Bien qu’il ait été endormi, ses babines tremblaient, comme s’il savait ce qui était sur le point de lui arriver. Comme s’il essayait de faire bonne figure face à l’adversité. Maggie, plus que quiconque, pouvait comprendre ça. La vie avait sacrément rossé ce petit gars, et l’avait laissé seul pour en gérer les conséquences.

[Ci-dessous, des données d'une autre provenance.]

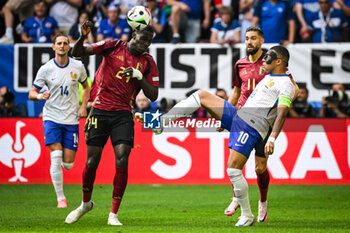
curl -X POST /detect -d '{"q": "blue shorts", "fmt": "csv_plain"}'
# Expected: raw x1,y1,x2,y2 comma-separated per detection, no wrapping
221,100,237,131
228,115,262,158
43,121,79,151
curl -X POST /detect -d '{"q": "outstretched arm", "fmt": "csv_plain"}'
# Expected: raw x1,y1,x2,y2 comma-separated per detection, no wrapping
265,105,289,157
72,21,94,57
123,67,158,101
228,86,241,106
78,80,90,118
28,86,50,101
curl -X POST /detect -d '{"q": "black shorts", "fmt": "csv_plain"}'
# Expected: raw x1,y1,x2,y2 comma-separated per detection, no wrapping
254,128,272,158
84,108,134,147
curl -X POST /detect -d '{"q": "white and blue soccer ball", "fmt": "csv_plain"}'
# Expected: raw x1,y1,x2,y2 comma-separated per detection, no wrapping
126,6,152,31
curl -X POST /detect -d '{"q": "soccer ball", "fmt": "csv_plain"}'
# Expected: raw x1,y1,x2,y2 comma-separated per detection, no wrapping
127,6,152,31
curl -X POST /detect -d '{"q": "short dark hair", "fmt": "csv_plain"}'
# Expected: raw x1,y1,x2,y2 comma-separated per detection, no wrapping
299,86,309,94
4,92,15,103
219,6,232,17
245,27,264,37
135,25,154,38
270,45,290,67
52,33,69,44
216,88,226,93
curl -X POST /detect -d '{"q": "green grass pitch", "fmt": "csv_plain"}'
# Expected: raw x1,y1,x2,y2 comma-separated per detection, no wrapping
0,185,350,233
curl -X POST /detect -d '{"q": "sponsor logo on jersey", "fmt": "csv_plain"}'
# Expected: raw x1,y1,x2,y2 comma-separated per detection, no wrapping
70,72,78,79
259,66,265,75
143,110,162,129
0,121,41,182
267,79,275,87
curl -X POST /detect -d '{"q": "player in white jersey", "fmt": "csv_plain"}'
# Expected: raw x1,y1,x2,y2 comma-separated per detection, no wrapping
29,35,90,208
149,46,298,226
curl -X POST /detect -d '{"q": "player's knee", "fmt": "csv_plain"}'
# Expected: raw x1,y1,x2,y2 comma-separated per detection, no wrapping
62,162,74,170
86,156,99,169
116,154,129,167
255,164,266,174
226,168,243,182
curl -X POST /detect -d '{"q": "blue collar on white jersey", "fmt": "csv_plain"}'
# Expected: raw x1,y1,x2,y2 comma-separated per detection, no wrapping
53,57,69,69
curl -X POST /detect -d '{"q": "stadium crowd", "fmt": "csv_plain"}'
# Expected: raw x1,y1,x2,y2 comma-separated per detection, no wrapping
0,0,350,118
0,0,350,45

Il n’avait pas de médaille. Pas même un collier. Quelqu’un l’avait laissé à la porte de la clinique vétérinaire tôt ce matin-là. À son arrivée, Maggie l’avait trouvé en train de saigner sur les marches immaculées. Il lui avait adressé un regard inquiet, trop fatigué pour grogner, avant de se contenter de fermer les yeux, résigné, dans l’attente de ce qu’elle allait bien pouvoir lui faire de pire. Ce qu’elle avait fait, c’était le prendre dans ses bras, et se mettre au travail.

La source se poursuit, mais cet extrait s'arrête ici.